The problem is less the spurious DRAM accesses etc, as awful as they would be. The compiler problem is really a mix of 1) understanding enough about fixed-bound unit-stride loops to nonoverlapping memory (or transforming access to such) and 2) data layouts that prevent that. E.g. while there are well understood data layouts at each point of the compilation pipeline, it's hard in general for compilers to profitably shift from array of structs to struct of array layouts.

You are correct that, generally speaking, most STL heavy code would be hard to vectorize and unlikely to gain much advantage. (Plus there are the valarray misadventures). You will sometimes see clang and gcc vectorize std::vector if the code is simple enough, and they can assume strict aliasing. Intel's compiler has historically been less aggressive about assuming strict aliasing.
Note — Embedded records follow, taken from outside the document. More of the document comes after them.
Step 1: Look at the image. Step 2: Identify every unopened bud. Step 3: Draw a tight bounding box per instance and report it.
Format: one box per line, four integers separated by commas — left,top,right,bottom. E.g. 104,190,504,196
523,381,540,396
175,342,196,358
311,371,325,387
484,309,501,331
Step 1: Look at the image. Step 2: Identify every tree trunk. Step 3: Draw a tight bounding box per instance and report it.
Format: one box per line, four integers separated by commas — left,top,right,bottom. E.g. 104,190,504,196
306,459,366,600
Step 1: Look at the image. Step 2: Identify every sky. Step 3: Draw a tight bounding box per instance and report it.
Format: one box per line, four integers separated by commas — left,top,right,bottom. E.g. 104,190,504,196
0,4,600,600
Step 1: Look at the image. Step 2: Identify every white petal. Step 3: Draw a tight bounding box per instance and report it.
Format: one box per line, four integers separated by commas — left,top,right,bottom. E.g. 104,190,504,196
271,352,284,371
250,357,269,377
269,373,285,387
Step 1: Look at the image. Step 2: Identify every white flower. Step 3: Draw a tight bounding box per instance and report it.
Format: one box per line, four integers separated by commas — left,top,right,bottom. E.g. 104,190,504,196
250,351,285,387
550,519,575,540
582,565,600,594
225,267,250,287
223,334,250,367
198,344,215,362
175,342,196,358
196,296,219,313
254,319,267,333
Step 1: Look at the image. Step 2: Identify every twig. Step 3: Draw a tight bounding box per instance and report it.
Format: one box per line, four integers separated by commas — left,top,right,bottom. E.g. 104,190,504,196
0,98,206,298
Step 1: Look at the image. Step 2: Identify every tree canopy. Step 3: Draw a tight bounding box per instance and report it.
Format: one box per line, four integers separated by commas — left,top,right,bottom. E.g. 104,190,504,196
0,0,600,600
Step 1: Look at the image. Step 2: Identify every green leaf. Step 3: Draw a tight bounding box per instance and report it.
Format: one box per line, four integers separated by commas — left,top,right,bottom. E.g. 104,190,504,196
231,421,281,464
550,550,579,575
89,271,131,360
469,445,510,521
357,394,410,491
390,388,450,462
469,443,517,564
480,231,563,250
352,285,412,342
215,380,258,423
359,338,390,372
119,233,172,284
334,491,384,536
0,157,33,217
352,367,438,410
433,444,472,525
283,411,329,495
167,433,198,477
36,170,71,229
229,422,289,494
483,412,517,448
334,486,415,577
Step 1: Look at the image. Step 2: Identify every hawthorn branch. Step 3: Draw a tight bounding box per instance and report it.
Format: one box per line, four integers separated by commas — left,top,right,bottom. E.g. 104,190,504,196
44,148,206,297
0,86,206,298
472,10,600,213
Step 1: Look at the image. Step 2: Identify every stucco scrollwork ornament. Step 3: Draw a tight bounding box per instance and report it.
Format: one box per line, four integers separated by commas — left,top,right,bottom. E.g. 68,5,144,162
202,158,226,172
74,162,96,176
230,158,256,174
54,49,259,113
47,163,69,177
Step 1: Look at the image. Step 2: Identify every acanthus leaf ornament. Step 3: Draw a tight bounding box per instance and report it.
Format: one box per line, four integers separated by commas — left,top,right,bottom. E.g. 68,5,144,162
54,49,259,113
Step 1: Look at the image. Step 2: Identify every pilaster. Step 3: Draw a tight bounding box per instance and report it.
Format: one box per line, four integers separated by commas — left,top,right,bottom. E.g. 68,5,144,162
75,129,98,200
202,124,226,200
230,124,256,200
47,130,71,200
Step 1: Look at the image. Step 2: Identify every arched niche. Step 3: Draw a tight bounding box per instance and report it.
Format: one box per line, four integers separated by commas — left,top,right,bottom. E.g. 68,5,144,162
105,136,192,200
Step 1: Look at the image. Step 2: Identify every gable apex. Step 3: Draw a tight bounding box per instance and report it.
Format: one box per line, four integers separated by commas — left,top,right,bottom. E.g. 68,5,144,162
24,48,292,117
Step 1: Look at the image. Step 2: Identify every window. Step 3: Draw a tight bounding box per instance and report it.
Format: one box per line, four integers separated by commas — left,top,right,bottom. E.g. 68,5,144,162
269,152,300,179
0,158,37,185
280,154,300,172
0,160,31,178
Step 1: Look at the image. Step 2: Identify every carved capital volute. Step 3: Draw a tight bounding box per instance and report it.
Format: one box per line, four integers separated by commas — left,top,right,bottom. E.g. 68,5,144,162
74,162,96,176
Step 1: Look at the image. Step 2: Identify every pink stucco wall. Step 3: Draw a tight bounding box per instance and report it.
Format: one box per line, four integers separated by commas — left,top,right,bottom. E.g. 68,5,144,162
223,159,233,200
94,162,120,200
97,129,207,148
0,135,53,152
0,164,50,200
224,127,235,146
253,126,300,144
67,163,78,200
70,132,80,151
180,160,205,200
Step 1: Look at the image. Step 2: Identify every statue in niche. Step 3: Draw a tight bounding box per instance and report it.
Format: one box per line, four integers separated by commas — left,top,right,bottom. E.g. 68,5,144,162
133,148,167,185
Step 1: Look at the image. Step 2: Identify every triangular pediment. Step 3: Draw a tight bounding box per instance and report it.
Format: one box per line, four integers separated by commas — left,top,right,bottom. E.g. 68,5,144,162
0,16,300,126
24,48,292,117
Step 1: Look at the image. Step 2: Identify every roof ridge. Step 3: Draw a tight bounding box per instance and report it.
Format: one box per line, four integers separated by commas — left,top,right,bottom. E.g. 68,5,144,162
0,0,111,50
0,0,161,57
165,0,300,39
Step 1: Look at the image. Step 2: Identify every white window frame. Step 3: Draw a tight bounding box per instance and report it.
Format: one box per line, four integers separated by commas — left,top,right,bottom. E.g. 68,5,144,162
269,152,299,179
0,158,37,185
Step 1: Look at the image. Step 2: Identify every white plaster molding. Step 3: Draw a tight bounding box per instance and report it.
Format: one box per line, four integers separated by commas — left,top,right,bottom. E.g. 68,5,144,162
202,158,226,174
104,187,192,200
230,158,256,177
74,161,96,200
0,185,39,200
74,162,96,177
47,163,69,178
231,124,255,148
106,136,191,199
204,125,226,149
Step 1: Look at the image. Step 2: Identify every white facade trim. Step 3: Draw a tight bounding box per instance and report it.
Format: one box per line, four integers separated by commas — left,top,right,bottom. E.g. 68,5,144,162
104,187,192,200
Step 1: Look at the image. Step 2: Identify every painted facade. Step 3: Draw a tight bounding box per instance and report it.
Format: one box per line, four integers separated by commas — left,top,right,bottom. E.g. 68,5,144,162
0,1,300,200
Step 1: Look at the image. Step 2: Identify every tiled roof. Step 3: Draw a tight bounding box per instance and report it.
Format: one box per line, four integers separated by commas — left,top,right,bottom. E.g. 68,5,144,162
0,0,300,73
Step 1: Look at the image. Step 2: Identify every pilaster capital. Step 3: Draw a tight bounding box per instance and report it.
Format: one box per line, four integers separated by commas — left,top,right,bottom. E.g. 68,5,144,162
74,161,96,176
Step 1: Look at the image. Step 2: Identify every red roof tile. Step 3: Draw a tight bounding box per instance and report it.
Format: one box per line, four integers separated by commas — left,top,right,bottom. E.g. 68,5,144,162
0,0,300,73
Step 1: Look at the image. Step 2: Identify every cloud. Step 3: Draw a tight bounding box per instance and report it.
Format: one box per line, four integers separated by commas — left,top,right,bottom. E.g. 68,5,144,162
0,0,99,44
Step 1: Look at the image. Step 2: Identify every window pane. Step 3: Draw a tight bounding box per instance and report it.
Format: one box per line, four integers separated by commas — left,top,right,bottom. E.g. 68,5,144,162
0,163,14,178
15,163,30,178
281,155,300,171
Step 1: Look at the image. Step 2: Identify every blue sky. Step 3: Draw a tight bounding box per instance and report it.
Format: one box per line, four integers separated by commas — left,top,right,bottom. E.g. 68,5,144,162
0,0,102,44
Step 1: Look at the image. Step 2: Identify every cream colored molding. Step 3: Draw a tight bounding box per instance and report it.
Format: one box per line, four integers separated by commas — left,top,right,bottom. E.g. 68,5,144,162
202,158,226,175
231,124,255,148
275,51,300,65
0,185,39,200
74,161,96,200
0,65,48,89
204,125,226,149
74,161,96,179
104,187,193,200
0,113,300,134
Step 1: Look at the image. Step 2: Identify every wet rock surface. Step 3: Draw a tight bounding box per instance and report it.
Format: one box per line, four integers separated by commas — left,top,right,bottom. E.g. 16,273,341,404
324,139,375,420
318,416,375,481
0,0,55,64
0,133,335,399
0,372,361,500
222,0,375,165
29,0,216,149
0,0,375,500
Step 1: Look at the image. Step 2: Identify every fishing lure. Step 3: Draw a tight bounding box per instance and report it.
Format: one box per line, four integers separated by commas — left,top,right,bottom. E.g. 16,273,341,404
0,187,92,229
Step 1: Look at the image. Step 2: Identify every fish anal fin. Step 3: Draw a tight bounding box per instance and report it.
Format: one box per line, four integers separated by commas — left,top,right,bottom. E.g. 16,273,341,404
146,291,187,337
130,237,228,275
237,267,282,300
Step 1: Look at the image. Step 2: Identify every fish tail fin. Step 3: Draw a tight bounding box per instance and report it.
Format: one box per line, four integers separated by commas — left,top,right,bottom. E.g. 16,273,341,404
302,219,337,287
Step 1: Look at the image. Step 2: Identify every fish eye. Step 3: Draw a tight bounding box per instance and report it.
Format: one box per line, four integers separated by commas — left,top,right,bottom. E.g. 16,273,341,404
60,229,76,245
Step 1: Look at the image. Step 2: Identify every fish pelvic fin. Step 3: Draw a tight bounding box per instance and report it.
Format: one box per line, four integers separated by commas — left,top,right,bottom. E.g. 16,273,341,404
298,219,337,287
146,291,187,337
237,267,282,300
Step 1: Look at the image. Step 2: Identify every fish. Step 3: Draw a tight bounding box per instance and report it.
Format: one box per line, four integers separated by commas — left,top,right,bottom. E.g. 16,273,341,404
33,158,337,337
Various proposals are working through the standard committee to add explicit support for SIMD programming. E.g. if something like http://www.open-std.org/jtc1/sc22/wg21/docs/papers/2014/n418... were to be standardized we could write matrix multiply explicitly as:

  using SomeVec = Vector<T>
  for (size_t i=0; i<n; ++i) {
    for (size_t j=0; k<n; j+=SomeVec::size()) {
      SomeVec c_ij = A[i][0] * SomeVec(&B[0],j, Aligned);
      for (size_t k = 1; k < n; ++k) {
        c_ij += A[i][k] * SomeVec(&N[k][j], Aligned);
      }
      c_ij.store(&C[i][j], Aligned);
    }
  }

For my own work on vector languages and compilers I've had an easier time of it since they have been designed to enable simpler SIMD code generation.